The evaluation method comprises the following steps: in order to accurately evaluate the matching effect of the HTTN threat hunting model provided by the application, the mean square error (Mean Square Error, MSE) and Spearman class correlation coefficient are adopted) And precision @10 (precision @10, p @ 10) measure model performance, respectively;
where MSE is used to measure the predicted similarity scoreMean square variance with true similarity score as in equation (6);evaluating a ranking correlation between the predicted result and the true ranking result; p@10 calculates the interaction of the predicted similarity score with the actual similarity score divided by 10.
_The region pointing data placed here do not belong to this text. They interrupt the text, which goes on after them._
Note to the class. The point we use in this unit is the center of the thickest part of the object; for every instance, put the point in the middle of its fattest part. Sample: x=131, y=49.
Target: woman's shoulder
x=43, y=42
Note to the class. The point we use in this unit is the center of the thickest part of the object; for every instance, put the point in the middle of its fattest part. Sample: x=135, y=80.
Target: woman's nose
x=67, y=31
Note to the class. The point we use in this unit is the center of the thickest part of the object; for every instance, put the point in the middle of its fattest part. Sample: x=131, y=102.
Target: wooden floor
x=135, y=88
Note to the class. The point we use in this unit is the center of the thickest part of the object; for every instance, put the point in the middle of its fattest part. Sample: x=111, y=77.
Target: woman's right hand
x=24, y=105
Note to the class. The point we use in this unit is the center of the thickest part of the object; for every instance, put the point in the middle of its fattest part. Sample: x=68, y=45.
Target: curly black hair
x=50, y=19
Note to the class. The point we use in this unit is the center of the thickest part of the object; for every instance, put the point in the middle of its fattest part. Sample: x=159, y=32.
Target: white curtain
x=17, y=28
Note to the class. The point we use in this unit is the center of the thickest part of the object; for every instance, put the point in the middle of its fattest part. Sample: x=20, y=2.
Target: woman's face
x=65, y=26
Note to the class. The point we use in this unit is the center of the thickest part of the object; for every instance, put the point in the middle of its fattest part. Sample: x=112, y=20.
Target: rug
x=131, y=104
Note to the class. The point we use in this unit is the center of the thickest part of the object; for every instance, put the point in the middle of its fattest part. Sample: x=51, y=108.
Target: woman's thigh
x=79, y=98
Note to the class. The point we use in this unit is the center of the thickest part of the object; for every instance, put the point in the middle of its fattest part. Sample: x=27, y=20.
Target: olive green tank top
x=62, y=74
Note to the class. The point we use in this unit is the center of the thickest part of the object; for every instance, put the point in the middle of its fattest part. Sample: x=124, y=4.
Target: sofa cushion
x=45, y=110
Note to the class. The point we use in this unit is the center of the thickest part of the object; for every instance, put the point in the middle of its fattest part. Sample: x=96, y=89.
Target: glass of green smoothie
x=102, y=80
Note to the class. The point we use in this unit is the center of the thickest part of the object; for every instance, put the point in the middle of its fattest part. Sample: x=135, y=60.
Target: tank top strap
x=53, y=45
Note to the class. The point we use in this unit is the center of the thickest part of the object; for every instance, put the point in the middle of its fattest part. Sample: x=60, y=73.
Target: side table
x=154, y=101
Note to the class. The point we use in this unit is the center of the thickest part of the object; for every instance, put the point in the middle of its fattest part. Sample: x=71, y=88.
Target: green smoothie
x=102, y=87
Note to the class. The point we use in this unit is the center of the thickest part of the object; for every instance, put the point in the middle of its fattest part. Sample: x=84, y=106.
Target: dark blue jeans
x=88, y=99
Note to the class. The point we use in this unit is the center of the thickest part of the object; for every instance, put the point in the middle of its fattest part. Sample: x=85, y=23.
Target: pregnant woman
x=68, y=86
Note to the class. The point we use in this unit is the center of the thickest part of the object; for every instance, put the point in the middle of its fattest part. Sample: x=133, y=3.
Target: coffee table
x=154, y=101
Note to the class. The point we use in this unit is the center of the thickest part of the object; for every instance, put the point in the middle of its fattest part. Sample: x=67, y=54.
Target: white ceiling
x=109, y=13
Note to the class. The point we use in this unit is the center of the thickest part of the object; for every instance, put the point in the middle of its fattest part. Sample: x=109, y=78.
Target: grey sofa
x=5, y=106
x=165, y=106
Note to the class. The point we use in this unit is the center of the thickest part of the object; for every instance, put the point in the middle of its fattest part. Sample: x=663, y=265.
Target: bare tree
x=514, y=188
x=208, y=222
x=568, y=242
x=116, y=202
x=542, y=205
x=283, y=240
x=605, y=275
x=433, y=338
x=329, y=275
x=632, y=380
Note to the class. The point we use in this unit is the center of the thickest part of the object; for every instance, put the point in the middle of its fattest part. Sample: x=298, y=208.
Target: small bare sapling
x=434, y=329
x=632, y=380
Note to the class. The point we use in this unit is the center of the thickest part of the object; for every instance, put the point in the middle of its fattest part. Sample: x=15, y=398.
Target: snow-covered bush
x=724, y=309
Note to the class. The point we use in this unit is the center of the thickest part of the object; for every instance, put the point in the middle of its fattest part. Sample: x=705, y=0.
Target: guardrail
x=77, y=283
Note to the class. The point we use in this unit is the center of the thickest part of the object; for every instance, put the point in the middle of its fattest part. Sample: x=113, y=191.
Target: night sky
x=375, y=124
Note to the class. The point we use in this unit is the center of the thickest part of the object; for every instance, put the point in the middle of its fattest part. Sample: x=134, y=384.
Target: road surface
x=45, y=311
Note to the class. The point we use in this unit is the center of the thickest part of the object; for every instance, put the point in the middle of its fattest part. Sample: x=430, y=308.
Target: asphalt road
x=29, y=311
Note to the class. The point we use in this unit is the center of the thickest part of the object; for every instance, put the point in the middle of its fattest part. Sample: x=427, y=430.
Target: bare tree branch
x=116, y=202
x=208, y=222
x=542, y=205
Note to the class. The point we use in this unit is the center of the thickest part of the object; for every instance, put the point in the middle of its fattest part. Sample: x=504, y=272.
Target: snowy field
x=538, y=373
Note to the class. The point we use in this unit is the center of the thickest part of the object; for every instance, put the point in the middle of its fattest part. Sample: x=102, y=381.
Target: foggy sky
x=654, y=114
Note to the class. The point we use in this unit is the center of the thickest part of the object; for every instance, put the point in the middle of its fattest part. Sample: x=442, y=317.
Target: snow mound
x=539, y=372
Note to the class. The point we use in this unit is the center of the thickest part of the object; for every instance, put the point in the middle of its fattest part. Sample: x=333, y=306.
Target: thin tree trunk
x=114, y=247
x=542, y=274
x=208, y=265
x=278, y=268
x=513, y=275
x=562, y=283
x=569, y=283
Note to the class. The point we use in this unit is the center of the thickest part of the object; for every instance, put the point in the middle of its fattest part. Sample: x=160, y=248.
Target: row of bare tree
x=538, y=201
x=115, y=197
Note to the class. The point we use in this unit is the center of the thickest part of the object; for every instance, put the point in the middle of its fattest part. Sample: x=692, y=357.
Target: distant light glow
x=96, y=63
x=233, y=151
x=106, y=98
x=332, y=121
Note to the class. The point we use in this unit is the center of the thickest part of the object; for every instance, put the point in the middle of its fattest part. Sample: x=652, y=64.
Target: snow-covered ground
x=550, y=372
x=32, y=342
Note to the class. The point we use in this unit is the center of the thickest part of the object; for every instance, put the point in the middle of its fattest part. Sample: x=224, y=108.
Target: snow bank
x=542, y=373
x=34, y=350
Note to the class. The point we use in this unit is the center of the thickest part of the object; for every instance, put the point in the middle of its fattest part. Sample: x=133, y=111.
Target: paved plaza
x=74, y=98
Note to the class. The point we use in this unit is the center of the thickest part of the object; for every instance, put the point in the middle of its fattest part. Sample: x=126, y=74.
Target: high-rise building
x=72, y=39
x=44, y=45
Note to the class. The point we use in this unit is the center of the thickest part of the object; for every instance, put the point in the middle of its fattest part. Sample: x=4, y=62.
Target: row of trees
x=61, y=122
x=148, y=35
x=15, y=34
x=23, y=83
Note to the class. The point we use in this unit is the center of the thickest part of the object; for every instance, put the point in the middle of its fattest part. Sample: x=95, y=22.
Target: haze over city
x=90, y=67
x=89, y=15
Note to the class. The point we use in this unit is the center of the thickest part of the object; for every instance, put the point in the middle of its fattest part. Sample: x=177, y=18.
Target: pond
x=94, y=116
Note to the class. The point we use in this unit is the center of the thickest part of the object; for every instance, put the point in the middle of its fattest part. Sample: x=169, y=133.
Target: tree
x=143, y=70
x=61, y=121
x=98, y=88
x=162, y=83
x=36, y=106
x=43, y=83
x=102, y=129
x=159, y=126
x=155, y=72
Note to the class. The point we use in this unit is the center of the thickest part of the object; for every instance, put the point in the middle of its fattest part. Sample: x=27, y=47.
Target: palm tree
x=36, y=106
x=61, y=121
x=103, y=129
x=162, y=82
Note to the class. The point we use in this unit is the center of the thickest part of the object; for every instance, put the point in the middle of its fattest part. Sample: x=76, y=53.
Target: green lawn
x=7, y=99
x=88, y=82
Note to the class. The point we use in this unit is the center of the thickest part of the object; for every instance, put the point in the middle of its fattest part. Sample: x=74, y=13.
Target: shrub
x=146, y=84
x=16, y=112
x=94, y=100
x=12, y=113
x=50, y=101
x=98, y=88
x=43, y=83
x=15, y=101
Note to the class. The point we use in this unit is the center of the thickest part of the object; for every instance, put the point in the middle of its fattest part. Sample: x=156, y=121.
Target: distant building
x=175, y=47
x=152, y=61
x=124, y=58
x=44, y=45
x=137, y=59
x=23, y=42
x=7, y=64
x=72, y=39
Data set introduction and preprocessing: the experimental data set comes from Linux kernel audit logs under certain APT attack scenes, the novel electric power system belongs to a distributed architecture, and most of services are deployed in a Linux server, so that the safety requirement on the server is extremely high, the kernel audit logs record user system programs, processes and operations based on a Linux bottom layer, and log information of each stage of APT attack can be collected. One node in the log graph represents one command or program and one edge represents the correlation between commands or programs.
In the data set, 1000 log graph pairs are randomly selected, and are divided into a training set, a test set and a verification set according to 60%, 20% and 20%, and the number of log graph nodes generated by threat information is generally not more than 15 because of the characteristic of masking of an APT attack, and the similarity score of the log graph pairs is generated by using an A-type algorithm on the data set.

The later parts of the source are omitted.